The recent events that culminated with Donald Trump’s failed tinhorn self-coup last week have led many pundits to compare the United States to a “banana republic.”
Whether all those analogies are accurate or helpful is a subject of heated online debate, but one thing is certain: Latin America has a much different relationship with democracy than the U.S. does. To make a broad and somewhat lazy generalization, people in Latin America don’t tend to take democracy for granted quite like their U.S. counterparts do. Latin Americans understand that democracy is not inevitable, and that years of incremental gains can be rolled back in a fist-pumping blur by a determined autocrat.
But Latin America’s on-again off-again relationship with democracy could also offer some helpful insights to the United States, which is about to begin its own precarious trek back up the weedy embankment towards the path to democracy. It could be shakier footing than people realize; any serious missteps could send the country slipping and sliding further down the hill.
Luckily for Tio Sam, Latin America has already mapped this terrain.
“For the Biden administration to get guidance on how to navigate these tricky times, they might want to look south of the border to Latin America, which has seen it all before,” says Univision journalist Jorge Ramos in this week’s episode of Real America, Latin America’s Lessons for Democracy.
Many of the lessons fit into the category of cautionary tales. For example, when Nicaraguan president Daniel Ortega was voted out of office in 1990, he vowed to “govern from below” with the help of party loyalists. For the next 16 years, Ortega worked as an outside powerbroker and rabble-rouser to undermine democratically elected presidents and paralyze the nation. Ortega eventually paved the way for his own return to the presidency in 2007, after which he quickly consolidated a new Sandinista dictatorship.
“The lesson learned from Nicaragua’s failed transition to democracy is this: To be successful, the new administration will need strong popular support to withstand the attacks from the fanatics of the old regime,” says Félix Maradiaga, Director of Nicaragua’s Instituto de Estudios Estratégicos (IEEPP). The ousted authoritarian, Maradiaga warned, will do everything in his power to keep the country violently polarized because reconciliation is fundamental to a functioning democracy.
Nicaragua isn’t the only warning about the continued threat that Trump and his family will play after the moving trucks haul their junk back to Florida.

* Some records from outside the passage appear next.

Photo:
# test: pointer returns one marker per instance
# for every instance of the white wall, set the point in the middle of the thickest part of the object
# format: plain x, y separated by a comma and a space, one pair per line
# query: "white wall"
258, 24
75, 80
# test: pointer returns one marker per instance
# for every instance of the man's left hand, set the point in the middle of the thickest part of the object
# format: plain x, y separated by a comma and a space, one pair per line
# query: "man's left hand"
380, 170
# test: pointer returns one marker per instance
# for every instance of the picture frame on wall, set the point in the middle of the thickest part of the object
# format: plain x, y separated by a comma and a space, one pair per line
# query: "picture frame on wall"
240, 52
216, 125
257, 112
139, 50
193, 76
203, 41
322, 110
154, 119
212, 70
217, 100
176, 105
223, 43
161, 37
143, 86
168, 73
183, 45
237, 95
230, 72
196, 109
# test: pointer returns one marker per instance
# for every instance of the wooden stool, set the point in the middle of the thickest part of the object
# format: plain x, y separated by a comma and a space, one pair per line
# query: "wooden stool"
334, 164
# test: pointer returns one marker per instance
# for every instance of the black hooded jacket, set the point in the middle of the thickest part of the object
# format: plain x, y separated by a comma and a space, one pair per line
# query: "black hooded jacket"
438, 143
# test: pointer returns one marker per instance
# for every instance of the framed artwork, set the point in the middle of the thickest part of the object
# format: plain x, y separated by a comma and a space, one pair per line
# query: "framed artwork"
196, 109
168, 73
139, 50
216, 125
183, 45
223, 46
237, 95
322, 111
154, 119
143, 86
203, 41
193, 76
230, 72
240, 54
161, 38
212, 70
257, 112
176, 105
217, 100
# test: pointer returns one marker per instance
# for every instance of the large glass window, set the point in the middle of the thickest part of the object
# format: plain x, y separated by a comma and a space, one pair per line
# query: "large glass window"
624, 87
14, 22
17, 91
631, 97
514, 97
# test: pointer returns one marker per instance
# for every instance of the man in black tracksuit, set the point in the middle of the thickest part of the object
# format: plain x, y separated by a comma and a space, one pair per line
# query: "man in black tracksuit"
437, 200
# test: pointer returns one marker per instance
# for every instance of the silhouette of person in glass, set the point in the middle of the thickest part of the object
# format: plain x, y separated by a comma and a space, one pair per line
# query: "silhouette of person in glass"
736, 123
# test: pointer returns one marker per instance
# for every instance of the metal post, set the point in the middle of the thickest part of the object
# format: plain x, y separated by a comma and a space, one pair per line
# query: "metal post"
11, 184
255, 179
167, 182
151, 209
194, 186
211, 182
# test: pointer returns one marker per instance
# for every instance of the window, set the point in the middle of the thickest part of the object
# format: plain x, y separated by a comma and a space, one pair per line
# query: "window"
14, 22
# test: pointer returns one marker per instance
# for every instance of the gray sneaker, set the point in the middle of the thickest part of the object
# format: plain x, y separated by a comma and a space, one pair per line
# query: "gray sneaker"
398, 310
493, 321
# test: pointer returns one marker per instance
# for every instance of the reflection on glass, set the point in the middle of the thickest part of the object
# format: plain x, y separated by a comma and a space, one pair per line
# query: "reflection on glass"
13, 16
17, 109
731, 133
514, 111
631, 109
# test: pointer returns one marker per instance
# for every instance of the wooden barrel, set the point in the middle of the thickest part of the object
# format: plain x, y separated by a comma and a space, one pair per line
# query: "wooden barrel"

“The Trump family is a political clan that will possibly want to stay in power after Donald Trump. Political power can become very addictive, as we saw here in Peru which is similarly divided over the role of the Fujimori clan,” said Peruvian journalist Maria Luisa Martinez. “The strategy of the Trump family could be the same as the Fujimoris: The father is viewed as the strongman who saves the country, and the daughter becomes a softer, friendlier version.”
Martinez ponders: “Will Ivanka Trump become the next Keiko Fujimori?”